I got a question today about our AGILE A/B testing calculator and the statistics behind it and realized that I’m yet to write a dedicated post explaining the efficiency gains from using the method in more detail. This despite the fact that these speed gains are clearly communicated and verified through simulation results presented in our AGILE statistical method white paper ^{[1]}.
In this post I’ll present simulation results of the efficiency of using AGILE for statistical analysis of A/B tests, a.k.a. online controlled experiments and shows that (spoiler!) yes, it does result in 20-80% faster tests, on average, with a small trade-off involved.
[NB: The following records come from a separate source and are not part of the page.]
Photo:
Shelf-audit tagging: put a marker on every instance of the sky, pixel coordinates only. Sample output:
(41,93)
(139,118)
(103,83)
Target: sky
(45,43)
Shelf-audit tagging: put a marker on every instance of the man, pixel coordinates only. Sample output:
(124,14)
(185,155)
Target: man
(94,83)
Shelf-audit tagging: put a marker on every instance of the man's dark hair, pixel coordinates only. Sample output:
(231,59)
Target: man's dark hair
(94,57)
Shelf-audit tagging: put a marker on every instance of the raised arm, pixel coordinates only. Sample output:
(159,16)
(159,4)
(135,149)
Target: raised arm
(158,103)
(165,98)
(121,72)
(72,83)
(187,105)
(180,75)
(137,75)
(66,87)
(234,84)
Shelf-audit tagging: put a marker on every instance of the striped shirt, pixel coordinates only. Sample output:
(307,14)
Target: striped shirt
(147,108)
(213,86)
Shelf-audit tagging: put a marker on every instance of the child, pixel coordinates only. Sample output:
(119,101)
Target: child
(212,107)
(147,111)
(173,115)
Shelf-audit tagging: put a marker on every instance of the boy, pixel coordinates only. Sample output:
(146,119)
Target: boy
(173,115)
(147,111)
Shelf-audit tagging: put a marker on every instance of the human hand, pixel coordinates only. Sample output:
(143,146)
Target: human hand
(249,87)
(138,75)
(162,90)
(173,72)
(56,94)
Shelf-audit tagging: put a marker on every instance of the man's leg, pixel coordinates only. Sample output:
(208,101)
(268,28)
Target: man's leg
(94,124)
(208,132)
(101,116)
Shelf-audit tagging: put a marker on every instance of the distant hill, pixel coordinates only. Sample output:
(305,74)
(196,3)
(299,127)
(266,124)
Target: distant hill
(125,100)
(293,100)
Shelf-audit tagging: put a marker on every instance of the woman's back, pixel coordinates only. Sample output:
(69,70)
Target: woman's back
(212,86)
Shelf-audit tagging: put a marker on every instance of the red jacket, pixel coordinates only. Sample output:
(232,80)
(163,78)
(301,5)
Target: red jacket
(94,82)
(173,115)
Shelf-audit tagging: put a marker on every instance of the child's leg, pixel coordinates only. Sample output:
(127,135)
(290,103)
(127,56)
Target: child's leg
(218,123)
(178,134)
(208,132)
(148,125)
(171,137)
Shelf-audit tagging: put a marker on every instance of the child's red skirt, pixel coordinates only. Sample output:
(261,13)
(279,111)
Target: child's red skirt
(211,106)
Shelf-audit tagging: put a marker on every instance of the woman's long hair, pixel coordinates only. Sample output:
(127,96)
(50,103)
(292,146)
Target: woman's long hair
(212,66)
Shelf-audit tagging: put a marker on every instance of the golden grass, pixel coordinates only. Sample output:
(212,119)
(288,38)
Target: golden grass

A/B test duration – Simulation setup
The improvement in test duration one can get with the AGILE A/B testing method is measured against a fixed sample size test with the same basic parameters due to the following reasons:
- fixed sample size significance tests are the norm in most CRO books, blog posts and advice in general
- fixed sample size tests are easiest to understand and plan
- it is a standard comparison to make, so indirect comparison to other tools and approaches is possible using their own comparisons to fixed sample size tests
- comparing to other vendors is difficult due to proprietary technology and much higher testing costs, if automated testing is even possible.
The setup of the simulations is as follows: an A/B test with one control and one variant (A), the null hypothesis being that there is no or negative difference between the variant and the control, while the alternative hypothesis is that variant A is performing better than the control. Thus, both hypotheses are composite, just as in most real-life scenarios.
If you wonder why a one-sided hypothesis is used instead of a two-tailed one, check out One-tailed vs Two-tailed Tests of Significance in A/B Testing. The alternative hypothesis is a superiority one, but the simulation results are generalizable to the non-inferiority case as well.
To verify the whole AGILE A/B testing statistical method, a series of simulations was performed with a set of true values for the conversion rate of the variant tested. If we denote the minimum effect size (lift) of interest (MDE) as δ (delta), the true values for the alternative hypothesis (variant A conversion rate) were spread as -1⋅δ, -0.5⋅δ, 0⋅δ, 0.5⋅δ, 1⋅δ, 1.5⋅δ, 2⋅δ, covering positive, negative and zero true differences. The control is thus at 0⋅δ. Random numbers were then drawn from a Bernoulli distribution using the rbinom function of the R software around each true value – 10,000 simulations for each, totaling 70,000 simulation runs. A random seed was set on each simulation run.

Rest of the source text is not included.